Благодарим за щедрость и благожелательность тех, кто сделал возможной публикацию этих текстов.
Этим вечером я ходил посмотреть на свой самолет. Я–то знаю, чего ждут от самолетов, от кораблей. Знаю, какие глубинные источники хотят в себе оживить. Плоть и душу протягивают другому солнцу, просят: согрей! Помоги прорасти! Словно давно уже ощущают себя засеянным нолем, которому не терпится дать всходы. Мы пытаемся с детства убежать от старения, но на деле боимся измениться.
У меня была подруга. Я заходил к ней иногда ближе к вечеру, и мы, глядя на огонь в камине, сидели и разговаривали. Удивительно мы с ней дружили! Путешествовали. Хотя беседовали совсем не о Китае или Индии. Многозначительной становилась незатейливая песенка с граммофонной пластинки, терпкий аромат вина. И если кто–то еще — друг или подруга — присоединялись к нам, они тоже включались в беседу, все, что ни происходило, наполнялось смыслом, становилось драгоценным сокровищем. Хозяйка помогала нам сделаться [мудрее]. Путешествие — это ведь в первую очередь постижение нового языка, новых правил игры. Открываешься и приближаешь к себе магию мира.
Мы отыскивали, находили, приобщались к чудесному. Святая святых всевозможных чудес — пухлый альбом, сокровищница моей приятельницы: причудливые карикатуры, билеты на метро, описания островов, не упомню, что еще.
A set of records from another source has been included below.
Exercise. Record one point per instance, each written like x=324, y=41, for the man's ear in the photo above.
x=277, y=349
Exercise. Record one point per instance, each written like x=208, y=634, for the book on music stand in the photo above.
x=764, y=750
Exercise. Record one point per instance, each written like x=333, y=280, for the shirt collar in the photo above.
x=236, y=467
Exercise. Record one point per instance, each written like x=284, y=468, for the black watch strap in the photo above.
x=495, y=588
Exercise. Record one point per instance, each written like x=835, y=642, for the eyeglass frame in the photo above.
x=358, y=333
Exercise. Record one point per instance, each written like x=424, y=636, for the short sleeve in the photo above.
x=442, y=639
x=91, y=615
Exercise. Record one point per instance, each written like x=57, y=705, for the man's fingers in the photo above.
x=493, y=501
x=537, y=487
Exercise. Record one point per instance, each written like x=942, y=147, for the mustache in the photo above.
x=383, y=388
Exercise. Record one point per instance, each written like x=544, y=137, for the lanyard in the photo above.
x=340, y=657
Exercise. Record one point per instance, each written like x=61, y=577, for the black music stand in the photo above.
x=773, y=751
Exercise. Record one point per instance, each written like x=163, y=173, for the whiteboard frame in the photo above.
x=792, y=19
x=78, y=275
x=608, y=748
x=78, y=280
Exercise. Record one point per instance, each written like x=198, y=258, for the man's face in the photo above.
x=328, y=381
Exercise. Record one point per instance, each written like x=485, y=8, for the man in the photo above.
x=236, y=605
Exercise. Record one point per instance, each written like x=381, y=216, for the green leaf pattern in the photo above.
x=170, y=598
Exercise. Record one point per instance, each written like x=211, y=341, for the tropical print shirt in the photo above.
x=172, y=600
Листаешь, и вдруг фотография парусника, и сразу слышишь шорох крыльев, перелетаешь в царство грез. Радость нежданных сближений.
Для нас двоих мы создали особую цивилизацию.
В какую–то минуту я стал отдаляться от нашего мирка. Искал того, что называл про себя настоящими чувствами. Возненавидел тесные кружки, книги в духе тридцатых годов, игры, правила. Я искал человеческую подлинность. Но понял: без условностей игры человеческое исчезает. Жизнь нуждается в дрессировке, нет правил, и утек смысл. Уничтожая правила и условности, уничтожаешь язык общения. Я и в двадцать лет отличал, где чувство, а где притворство, но не понимал, что чувства всегда настоящие, притворных чувств не бывает. Кажется, что без утеснения правил любовь будет обращаться только к достойному, но на деле вместе с этими утеснениями исчезла и любовь. Определенные правила игры настраивают душу на определенный лад, дают возможность видеть все в определенном свете, придают жизни определенный смысл. Щит языка избавляет живущих от забот о будущем.
Я немало размышлял о мнении, которое, как мне казалось, таило в себе некоторую загадку: «Не жившему в восемнадцатом веке не узнать, что такое сладость жизни». Я–то считал, что эта пресловутая сладость обрела себе убежище в словах и, не завися от людей, будет существовать себе и дальше. Она упрочится, завладев какой–то материей, и крестьяне с крестьянками, усвоив ее вместе с языком, проживут в реальности пастушеские идиллии. Но вот я услышал знаменитые […] и […] [29] , и ощутил — до меня дотянулся последний луч ласкового солнца, и оно закатилось навсегда. Я был удивлен и растроган, что все–таки почувствовал эту ласку, едва ощутимая, она мне сказала о невозвратной гибели целого мира. И еще я понял, что сопротивляется революциям, стоит насмерть, защищаясь от святотатства — идеалы, условности, иерархия. Само но себе это все бессмысленно и несправедливо, посягает на будущность человека, искажает его счастье (так принято говорить, хотя никто не знает, что такое счастье). Я считал «справедливыми» революции, и они справедливы. Но со временем я понял другое: борются, чтобы спасти человека, но в борьбе этот человек погибает. Погибает целая человеческая раса, целая цивилизация. То, что происходит, непоправимо, и претерпевающие революцию не сомневаются, что гибнет род человеческий.